Borstefred von Katterquell und Brinian von Allingen warteten ungeduldig vor der Kapelle. Als Hadrumir von Schwingenfels nach draußen trat, schaute Borstefred missmutig drein. „Wir machen jetzt also gemeinsame Sache mit diesem Schwein aus Bugenhog?“
Hadrumir ging weiter, während er antwortete: „Ich weiss, was du sagen willst. Aber wir brauchen Verbündete – ich weiss selbst, das dies eine Wahl zwischen Namenlosem und Dämonensultan ist.“
„Er hat Linai auf dem Gewissen!“ knurrte Borstefred.
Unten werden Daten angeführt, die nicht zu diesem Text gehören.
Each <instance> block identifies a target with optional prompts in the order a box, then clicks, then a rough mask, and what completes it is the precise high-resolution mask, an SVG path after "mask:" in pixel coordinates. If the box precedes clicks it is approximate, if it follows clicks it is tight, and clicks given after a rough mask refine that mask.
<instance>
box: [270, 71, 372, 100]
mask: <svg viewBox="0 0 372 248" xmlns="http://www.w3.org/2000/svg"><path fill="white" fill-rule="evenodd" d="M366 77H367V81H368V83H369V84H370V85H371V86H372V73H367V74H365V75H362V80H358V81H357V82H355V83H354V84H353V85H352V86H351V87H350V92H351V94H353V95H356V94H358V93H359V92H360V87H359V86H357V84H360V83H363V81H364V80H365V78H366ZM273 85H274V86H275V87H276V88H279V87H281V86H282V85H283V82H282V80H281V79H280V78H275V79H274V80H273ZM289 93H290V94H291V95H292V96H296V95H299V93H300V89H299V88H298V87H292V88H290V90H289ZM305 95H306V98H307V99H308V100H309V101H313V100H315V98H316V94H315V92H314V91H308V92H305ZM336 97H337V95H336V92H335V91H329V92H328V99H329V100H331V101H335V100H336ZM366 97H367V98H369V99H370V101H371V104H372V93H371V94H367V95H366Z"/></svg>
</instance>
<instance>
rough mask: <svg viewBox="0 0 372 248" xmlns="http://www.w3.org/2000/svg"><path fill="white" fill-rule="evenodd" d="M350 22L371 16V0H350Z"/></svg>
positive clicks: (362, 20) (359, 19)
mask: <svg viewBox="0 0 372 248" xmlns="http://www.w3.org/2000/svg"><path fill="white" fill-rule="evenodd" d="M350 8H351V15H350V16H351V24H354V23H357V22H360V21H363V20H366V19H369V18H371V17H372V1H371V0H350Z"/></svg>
Hadrumir drehte sich um. „Denkst Du, dass weiss ich nicht. Aber ich denke, es ist besser ihn als Verbündeten zu haben – für den Moment jedenfalls.“
Borstefred missfiel dies.
Hadrumir sprach ruhig: „Geismar hat diesen Trottel Ludorand auf Orbetreu zurück gelassen, Katterquell ist momentan gänzlich ohne Schutz. Ich habe vor, uns das zurückzuholen, was rechtmäßig uns zu steht. Dafür brauchen wir Soldaten und Geld. Bugenhog liefert sie uns. Onkel, vertrau mir!“
Borstefred war überrascht. Sonst sprach ihn Hadrumir nicht so direkt an. „Also schön“, brummte er. „Aber glaube nicht, dass ich dem Bugenhog verzeihen würde.“
Hadrumir lächelte. „Ist schon gut. Doch jetzt entschuldigt mich.“ Damit ging er weiter.

Müde begab er sich zu dem Gemach, welches ihm der Wetterfelser zugewiesen hatte. Als er die Tür öffnete, stellten sich ihm die Nackenhaare auf. Intuitiv ging sein Griff zur Waffe an seiner Seite. Er schloss die Tür von innen. Dann war die fremde Person schon an ihm heran.
Hadrumir reagierte ohne Zögern. Mit einem Fußfeger brachte er sein Gegenüber zu Fall, im nächsten Moment hatte er schon den Anderthalbhänder gezogen und sich auf den Angreifer geworfen. Er setzte die Klinge an die Kehle seines Gegenübers. Für einen Moment war er überrascht, dass der Angreifer eine junge Frau war.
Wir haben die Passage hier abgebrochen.